Обязана закипеть и битва с фашистами, которые действуют под омерзительным псевдонимом «террористы». Но что-то долго не закипает… Они действуют на разных широтах, в разных странах, на разных континентах — и всюду у них один и тот же кровавый почерк. Хочется верить, что цивилизованное людское сообщество объединится в этом новом сражении, как оно объединилось в смертельном сражении с Гитлером.

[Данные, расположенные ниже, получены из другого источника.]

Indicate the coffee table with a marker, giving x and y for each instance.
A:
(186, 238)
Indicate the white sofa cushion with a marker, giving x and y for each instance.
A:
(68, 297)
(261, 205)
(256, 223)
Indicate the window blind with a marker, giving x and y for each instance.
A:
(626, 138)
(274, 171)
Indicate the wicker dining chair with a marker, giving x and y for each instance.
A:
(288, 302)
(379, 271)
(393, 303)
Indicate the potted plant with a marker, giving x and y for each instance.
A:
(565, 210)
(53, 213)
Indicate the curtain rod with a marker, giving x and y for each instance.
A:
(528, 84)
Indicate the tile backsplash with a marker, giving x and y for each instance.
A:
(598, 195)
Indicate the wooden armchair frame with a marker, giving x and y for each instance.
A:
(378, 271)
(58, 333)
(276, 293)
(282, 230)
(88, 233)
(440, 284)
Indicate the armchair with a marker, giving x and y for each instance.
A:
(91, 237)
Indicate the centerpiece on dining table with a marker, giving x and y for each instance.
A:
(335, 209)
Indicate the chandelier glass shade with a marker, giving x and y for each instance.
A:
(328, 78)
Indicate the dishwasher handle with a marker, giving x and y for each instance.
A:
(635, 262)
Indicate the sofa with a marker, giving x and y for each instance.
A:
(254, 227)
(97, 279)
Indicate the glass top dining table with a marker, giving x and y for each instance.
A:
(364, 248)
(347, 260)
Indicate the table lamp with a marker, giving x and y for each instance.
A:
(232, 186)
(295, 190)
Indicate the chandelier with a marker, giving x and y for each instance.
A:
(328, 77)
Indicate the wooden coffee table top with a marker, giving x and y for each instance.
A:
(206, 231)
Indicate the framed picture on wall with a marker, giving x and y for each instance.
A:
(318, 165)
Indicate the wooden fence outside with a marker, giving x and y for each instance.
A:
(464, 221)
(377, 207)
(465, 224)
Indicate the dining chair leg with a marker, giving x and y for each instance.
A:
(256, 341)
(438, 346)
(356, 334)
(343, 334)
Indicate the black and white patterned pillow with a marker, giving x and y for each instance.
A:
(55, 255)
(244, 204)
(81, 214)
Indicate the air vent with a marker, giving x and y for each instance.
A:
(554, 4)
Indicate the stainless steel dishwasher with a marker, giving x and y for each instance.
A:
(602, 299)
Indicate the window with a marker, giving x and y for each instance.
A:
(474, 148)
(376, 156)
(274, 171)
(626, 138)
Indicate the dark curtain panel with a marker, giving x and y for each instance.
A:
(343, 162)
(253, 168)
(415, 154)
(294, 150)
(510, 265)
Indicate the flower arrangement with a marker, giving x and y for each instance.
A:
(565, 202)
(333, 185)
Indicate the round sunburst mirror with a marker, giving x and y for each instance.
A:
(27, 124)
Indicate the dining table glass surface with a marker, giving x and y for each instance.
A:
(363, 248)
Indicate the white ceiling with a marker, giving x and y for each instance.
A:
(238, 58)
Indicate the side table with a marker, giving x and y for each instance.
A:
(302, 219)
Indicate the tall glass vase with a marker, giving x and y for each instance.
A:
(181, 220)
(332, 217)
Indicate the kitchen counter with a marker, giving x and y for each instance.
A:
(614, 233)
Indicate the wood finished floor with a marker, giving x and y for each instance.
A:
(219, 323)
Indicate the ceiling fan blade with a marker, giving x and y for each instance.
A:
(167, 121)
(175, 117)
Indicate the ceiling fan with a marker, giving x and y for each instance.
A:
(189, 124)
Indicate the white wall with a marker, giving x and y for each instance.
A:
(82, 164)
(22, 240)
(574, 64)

В небольшом немецком городке Ландау разместился крупнейший педагогический университет. В этом городе жил когда-то дедушка Анны Франк… И вот в его доме был создан музей, где сами немцы воспроизвели в фотографиях жуткие злодеяния, совершенные гитлеровцами. Каждое воскресенье мэр со своей семьей посещал тот музей ужасов, подавая всему городу пример покаяния. Я это видел… Быть может, когда-нибудь и потомки нынешних террористов будут приходить с непокрытой головой в другой музей ужасов, который поведает о преступлениях их предков. То будет гигантский музей, если прогрессивное человечество не заставит терроризм покончить с собой, как заставило это сделать Гитлера..

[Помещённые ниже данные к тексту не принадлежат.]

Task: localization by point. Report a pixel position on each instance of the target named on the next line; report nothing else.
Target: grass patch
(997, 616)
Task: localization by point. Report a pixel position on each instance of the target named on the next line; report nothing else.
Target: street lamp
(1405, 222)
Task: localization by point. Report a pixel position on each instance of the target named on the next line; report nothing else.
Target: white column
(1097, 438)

Фашизм не вправе, не смеет ощущать себя безнаказанным. На благородное миролюбие он отвечает кровью. В этой связи вновь вспоминаю: после моего выступления в Большом театре некоторые принялись успокаивать: «Не надо беспокоиться. Ну какие это фашисты? Балуются ребята… Вот и все. Фашистские значки? Ну и что? Молодые люди очень любят значки…»
— А я не люблю тех, которые любят фашистские значки! — ответил я благодушным покровителям молодчиков со свастикой на рукавах и на лацканах. — Я даже их ненавижу!..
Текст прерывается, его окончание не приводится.